MP1st: Yeah, it doesn’t…didn’t give off that kind of vibe. 

Simon: We don’t like trying to nickel and dime people and trying to trick people into committing to something before they know whether it’s good because that feels like what Season Passes often are.

Again, it goes into our philosophy to try to under-promise and over-deliver. We’re not the kind of company that would have an open beta a week before release and then not fix the bugs that come up in the open beta.

MP1st: Open beta is essentially just a pre-sale. 

Simon: Yeah, it’s like a part of the hype. It’s a marketing tool and if you don’t use it as an actual test, and fix the things that you become aware of when you have the open beta, that feels fooling, try to fool the consumers. We’re not about that.

I’m not saying we’re not for sure not having a Battle Pass or Season Pass. But we’re sort of, if we go with it, it would be nice. Because it just doesn’t feel like us.

MP1st: Have you guys ever considered the free-to-play route?

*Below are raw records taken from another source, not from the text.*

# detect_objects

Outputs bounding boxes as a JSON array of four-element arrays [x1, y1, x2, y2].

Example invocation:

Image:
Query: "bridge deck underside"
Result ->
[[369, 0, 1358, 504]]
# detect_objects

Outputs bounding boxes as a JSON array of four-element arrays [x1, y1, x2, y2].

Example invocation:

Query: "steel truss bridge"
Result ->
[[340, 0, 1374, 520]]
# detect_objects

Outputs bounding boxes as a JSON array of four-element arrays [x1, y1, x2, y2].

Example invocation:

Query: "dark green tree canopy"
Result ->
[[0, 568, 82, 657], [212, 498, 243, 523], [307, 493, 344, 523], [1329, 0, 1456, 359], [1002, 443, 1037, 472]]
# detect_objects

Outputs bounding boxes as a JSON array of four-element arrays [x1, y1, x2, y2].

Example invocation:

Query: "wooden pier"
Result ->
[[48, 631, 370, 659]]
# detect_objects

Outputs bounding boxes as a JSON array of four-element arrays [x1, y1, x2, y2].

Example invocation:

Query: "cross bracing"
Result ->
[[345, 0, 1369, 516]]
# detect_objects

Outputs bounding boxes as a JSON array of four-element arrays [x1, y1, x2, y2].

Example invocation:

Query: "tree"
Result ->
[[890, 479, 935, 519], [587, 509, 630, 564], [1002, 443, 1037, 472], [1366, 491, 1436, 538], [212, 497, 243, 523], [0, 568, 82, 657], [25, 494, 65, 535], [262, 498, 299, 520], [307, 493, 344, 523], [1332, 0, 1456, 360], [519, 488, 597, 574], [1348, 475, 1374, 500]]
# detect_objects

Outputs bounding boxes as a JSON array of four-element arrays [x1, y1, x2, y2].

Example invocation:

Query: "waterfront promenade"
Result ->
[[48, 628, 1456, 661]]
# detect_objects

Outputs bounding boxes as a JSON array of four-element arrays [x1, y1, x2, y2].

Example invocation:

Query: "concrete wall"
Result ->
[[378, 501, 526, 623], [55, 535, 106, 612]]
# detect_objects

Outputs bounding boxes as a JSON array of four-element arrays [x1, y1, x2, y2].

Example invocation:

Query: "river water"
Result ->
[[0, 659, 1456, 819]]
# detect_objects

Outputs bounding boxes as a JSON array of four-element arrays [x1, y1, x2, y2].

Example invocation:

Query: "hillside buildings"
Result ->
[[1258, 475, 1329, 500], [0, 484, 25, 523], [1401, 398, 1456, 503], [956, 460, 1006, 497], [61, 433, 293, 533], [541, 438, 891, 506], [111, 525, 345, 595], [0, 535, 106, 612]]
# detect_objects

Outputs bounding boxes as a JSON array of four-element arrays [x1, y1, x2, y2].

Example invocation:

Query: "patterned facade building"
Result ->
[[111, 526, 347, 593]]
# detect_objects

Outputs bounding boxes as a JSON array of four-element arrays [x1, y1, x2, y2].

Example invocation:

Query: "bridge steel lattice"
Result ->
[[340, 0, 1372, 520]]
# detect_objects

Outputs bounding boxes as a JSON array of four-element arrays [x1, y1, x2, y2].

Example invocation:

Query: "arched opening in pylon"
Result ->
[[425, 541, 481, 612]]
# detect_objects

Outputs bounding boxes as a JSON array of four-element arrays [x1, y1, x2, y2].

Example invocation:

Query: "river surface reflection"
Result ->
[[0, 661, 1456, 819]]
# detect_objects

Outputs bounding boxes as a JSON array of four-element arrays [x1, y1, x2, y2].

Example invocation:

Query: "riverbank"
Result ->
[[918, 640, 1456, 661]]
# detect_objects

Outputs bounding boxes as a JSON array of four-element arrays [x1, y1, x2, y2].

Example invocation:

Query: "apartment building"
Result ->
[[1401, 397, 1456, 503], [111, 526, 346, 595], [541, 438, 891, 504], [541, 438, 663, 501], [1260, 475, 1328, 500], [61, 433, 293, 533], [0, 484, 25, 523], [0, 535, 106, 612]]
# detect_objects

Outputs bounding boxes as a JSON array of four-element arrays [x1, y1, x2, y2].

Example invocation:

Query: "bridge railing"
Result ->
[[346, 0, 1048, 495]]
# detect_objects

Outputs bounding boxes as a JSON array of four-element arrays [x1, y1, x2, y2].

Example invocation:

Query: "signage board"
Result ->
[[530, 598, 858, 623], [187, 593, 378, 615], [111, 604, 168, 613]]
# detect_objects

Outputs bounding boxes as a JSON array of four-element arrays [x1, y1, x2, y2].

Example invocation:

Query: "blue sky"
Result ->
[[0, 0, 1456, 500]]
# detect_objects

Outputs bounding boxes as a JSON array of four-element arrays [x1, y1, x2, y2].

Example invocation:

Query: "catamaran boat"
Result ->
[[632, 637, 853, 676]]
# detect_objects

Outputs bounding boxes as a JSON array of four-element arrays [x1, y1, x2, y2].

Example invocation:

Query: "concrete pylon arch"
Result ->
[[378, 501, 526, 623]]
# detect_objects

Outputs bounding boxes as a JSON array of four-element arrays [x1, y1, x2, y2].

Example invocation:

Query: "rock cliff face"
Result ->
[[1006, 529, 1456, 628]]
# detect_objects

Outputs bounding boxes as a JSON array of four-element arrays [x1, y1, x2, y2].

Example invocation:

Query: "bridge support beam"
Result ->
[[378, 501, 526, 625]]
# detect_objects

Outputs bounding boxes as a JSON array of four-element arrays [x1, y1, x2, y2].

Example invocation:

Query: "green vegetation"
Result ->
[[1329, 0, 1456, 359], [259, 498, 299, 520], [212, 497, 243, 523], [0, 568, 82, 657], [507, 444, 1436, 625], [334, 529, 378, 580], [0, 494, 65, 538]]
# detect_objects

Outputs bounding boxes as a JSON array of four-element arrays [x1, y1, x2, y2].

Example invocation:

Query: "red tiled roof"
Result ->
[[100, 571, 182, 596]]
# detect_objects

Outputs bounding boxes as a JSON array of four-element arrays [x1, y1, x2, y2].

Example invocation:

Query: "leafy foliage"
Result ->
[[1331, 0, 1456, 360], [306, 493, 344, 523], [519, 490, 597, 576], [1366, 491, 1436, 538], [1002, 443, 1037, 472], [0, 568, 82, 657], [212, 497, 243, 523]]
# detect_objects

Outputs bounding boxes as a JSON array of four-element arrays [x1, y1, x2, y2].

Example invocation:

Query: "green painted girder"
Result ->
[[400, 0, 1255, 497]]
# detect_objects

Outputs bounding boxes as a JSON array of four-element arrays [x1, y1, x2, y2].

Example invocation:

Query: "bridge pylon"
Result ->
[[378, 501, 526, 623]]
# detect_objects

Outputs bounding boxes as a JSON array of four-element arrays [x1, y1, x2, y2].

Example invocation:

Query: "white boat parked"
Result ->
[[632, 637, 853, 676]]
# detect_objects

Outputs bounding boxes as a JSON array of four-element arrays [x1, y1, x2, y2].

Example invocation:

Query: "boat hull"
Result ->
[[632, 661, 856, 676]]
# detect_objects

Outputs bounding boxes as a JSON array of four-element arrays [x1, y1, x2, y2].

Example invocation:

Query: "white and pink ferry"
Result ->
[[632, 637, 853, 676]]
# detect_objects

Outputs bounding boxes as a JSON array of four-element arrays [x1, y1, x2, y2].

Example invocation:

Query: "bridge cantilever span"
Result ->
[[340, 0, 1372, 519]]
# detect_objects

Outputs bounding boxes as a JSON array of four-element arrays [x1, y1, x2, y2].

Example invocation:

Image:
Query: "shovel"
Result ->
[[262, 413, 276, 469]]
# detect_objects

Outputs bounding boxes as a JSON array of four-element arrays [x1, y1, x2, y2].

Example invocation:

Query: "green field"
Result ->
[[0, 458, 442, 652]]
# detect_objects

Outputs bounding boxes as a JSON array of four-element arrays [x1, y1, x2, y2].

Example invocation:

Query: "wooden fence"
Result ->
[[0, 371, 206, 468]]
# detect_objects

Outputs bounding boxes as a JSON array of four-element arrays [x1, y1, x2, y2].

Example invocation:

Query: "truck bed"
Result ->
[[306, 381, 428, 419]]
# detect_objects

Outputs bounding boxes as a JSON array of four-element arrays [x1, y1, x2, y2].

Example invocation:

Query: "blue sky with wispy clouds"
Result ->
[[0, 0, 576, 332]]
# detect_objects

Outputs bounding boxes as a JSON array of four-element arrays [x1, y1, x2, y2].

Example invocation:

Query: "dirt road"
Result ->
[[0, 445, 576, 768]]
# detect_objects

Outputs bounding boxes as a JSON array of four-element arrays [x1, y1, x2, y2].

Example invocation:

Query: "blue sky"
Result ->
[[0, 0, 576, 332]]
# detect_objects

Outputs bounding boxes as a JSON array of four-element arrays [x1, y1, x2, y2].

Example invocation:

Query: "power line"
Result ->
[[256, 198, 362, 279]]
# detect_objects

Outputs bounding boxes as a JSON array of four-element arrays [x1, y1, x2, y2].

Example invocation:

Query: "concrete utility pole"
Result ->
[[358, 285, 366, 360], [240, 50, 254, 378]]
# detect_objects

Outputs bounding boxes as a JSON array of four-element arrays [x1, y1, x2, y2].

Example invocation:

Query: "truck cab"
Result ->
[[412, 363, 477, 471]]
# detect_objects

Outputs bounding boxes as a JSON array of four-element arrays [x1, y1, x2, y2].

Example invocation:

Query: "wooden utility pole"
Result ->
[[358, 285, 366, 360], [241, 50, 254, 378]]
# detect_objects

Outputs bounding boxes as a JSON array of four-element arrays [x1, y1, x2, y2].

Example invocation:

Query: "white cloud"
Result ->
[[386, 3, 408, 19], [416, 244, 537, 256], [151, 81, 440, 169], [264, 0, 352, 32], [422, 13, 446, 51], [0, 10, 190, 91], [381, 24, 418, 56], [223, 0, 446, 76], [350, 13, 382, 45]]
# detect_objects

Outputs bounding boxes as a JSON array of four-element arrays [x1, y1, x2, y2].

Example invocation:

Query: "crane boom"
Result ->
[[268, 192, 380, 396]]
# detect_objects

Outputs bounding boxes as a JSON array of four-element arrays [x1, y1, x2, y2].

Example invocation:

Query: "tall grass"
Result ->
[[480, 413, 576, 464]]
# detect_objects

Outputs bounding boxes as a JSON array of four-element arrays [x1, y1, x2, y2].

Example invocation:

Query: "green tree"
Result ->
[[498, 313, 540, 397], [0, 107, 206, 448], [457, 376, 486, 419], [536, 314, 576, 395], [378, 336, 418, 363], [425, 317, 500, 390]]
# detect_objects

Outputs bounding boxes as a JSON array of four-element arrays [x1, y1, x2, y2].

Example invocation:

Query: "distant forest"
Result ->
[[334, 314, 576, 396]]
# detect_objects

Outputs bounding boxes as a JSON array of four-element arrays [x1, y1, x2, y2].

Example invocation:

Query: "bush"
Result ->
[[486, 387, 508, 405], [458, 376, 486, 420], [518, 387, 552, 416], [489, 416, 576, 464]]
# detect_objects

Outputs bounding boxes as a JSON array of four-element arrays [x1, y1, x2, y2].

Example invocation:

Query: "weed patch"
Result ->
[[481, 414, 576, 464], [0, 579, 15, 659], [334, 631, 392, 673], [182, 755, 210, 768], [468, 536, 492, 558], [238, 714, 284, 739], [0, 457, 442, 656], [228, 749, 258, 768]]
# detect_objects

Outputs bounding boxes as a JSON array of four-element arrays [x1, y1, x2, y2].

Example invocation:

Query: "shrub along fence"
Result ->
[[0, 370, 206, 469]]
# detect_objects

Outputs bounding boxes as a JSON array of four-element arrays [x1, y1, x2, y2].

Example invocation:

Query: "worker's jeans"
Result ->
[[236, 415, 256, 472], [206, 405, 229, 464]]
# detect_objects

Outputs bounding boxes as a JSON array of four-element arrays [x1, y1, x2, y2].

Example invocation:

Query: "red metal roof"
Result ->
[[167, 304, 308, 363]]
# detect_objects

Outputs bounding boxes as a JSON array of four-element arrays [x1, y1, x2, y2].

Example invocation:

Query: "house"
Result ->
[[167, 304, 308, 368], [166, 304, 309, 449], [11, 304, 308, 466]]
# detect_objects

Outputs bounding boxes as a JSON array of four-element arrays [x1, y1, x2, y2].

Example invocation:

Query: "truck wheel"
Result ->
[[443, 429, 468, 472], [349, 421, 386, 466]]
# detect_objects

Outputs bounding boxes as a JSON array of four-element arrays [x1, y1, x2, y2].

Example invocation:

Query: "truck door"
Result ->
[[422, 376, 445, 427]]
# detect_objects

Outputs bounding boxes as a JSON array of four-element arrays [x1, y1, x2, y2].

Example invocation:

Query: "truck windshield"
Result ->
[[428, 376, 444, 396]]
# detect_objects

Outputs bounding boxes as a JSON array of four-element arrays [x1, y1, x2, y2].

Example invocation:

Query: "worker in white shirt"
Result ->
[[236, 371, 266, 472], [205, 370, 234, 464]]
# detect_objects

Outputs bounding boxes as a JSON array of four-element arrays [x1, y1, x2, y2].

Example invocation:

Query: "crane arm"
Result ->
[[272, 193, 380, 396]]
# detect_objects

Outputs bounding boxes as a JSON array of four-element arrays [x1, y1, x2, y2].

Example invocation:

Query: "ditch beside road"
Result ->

Simon: Considered, yes. Early on. Maybe this is a free-to-play game. Like, let’s be open-minded, but no. It’s not gonna be free to play.

MP1st: You mentioned GTFO had 80 expeditions. How many are you aiming for here, or you don’t know yet? 

Simon: We can’t say a number, obviously.

We’ll start with Early Access, and by then we just have to have enough content to warrant the price of Early Access. Early Access obviously is for the players who want to play an Early Access game, and it’s for us as well, so that we can get them to try it out and we can find out whether the game works the way we want it to work.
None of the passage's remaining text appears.